Comment on Calling Indigenous lore science marks Ed Husic’s ignorance
youngalfred@lemm.ee 5 weeks agoWhat I appreciate is the overwhelmingly evidence he puts forward that indigenous peoples did not practise science.
Oh wait he just goes on about the history of ‘western achievement’, and makes no point of comparison to prove some science was not happening in indigenous cultures.
Also, why is an economist given a platform on this?
Cypher@aussie.zone 5 weeks ago
Then show us a single hypothesis formed by Indigenous peoples pre-colonisation.
youngalfred@lemm.ee 5 weeks ago
The onus of proving a point in an article of their construction should be on the author.
Anyway, here’s an article: australian.museum/learn/…/indigenous-science/.
Another: …gov.au/…/science-principles-in-traditional-abori…
A website of resources (Australian council of deans of science): www.acds.edu.au/…/indigenous-science/
Food detoxification by indigenous people: www.scienceflip.com.au/subjects/…/learn10/
…com.au/…/aboriginal-detoxification-methods?srslt…
If you’re after an artifact with a written hypothesis from an exclusively spoken language society, I can’t help you there.
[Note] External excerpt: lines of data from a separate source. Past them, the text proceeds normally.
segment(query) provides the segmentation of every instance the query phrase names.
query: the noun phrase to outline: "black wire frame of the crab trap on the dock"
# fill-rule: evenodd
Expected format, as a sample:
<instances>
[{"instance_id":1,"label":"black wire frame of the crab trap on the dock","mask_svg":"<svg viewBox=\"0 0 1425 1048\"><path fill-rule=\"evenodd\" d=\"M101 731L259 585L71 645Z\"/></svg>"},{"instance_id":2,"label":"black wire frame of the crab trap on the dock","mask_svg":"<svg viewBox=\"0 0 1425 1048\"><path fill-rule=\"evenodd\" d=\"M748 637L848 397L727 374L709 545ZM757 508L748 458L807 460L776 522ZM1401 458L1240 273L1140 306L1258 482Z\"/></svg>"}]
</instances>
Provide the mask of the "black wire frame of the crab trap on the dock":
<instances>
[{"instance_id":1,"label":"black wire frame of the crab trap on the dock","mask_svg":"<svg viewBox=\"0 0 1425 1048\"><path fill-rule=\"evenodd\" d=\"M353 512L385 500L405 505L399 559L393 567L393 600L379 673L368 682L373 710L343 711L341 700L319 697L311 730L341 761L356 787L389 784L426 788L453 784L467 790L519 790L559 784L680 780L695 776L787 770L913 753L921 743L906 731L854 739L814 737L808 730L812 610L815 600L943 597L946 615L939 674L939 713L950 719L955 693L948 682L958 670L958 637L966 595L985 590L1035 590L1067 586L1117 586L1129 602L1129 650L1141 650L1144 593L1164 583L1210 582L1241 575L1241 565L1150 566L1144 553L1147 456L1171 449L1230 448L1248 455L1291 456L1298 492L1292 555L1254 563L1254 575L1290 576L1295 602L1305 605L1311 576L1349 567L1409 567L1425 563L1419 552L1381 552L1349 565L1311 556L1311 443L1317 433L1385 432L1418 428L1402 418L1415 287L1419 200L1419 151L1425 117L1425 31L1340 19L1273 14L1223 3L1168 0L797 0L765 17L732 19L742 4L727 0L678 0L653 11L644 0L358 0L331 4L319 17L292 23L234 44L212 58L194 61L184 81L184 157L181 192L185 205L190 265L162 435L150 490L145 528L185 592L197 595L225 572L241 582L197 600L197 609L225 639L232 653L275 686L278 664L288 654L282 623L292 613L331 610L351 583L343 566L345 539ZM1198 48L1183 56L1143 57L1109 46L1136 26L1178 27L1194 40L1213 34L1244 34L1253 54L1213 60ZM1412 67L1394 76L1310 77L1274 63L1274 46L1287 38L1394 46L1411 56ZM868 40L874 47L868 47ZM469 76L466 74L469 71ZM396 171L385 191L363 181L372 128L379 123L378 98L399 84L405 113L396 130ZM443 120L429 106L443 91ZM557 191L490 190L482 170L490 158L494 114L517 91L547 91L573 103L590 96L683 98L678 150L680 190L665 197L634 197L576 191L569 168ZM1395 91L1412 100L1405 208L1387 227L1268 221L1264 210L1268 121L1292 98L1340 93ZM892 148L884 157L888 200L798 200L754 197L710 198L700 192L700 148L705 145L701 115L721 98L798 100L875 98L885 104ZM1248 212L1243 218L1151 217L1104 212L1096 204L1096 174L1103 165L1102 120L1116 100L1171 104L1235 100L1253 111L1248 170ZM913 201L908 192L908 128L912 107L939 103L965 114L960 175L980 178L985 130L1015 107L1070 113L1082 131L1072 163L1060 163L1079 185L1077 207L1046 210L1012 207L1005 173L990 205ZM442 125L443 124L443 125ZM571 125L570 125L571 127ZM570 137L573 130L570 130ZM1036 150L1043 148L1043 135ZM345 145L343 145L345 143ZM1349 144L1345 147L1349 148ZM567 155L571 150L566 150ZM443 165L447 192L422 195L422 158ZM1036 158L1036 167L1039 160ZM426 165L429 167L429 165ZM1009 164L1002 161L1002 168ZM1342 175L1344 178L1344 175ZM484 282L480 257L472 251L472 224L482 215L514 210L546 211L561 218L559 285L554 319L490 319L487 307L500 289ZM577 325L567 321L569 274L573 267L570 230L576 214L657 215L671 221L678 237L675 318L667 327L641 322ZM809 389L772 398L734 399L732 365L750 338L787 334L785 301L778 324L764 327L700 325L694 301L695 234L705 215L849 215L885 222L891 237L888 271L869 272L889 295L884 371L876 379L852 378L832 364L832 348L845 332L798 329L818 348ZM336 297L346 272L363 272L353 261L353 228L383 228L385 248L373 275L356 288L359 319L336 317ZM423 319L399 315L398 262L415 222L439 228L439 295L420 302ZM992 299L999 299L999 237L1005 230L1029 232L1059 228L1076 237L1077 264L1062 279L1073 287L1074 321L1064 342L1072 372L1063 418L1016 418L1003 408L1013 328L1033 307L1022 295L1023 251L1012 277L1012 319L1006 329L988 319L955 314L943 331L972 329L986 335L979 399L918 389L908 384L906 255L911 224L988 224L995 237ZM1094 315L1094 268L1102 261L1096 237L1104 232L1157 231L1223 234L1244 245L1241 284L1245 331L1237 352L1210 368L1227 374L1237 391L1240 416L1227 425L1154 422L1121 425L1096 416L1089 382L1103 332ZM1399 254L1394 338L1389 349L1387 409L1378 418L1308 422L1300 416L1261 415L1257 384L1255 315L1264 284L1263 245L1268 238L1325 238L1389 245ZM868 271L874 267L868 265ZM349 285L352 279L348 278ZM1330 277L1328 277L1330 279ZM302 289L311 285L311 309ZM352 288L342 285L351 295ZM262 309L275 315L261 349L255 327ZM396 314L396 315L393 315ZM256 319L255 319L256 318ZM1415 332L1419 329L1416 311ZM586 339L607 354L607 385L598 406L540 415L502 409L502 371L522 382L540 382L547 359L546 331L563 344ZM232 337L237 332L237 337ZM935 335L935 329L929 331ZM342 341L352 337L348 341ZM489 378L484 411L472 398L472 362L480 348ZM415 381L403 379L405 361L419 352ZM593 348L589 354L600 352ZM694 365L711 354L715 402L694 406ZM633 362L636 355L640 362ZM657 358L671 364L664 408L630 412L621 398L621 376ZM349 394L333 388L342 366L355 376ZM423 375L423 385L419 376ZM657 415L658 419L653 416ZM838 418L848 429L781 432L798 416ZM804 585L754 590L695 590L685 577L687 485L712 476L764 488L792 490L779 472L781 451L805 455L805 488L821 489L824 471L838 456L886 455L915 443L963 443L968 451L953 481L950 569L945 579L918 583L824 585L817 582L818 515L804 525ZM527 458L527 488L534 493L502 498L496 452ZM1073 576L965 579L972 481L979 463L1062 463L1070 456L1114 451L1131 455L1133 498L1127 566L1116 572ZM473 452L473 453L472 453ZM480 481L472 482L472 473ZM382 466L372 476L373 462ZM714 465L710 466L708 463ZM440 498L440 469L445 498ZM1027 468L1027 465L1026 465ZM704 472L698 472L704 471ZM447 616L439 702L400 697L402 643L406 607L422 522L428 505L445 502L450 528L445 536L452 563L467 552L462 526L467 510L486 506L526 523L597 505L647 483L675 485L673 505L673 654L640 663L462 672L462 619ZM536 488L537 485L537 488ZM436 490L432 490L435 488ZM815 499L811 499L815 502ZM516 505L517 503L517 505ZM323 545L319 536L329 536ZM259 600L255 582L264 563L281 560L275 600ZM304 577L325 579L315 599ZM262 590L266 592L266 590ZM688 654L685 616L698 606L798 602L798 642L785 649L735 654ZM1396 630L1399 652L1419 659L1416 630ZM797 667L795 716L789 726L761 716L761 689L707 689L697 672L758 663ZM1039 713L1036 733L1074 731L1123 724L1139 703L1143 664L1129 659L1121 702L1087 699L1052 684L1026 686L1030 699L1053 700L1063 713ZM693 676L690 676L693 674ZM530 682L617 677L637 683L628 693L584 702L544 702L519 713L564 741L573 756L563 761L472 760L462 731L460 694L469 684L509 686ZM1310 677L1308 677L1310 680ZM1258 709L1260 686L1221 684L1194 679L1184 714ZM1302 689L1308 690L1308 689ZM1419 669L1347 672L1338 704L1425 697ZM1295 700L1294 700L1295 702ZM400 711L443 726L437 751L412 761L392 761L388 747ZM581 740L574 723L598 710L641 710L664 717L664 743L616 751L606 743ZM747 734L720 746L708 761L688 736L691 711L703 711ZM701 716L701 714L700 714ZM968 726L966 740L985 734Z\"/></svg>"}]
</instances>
Cypher@aussie.zone 5 weeks ago
The article, while not great, is clearly the refutation of claims made by Ed Husic. The onus of proof would then be on Ed.
From your first link
This completely dismisses that science is a formalised practice of the scientific method and is akin to claiming that any knowledge is science which I reject.
I have yet to read the other sources provided, which I will get to when I have the time.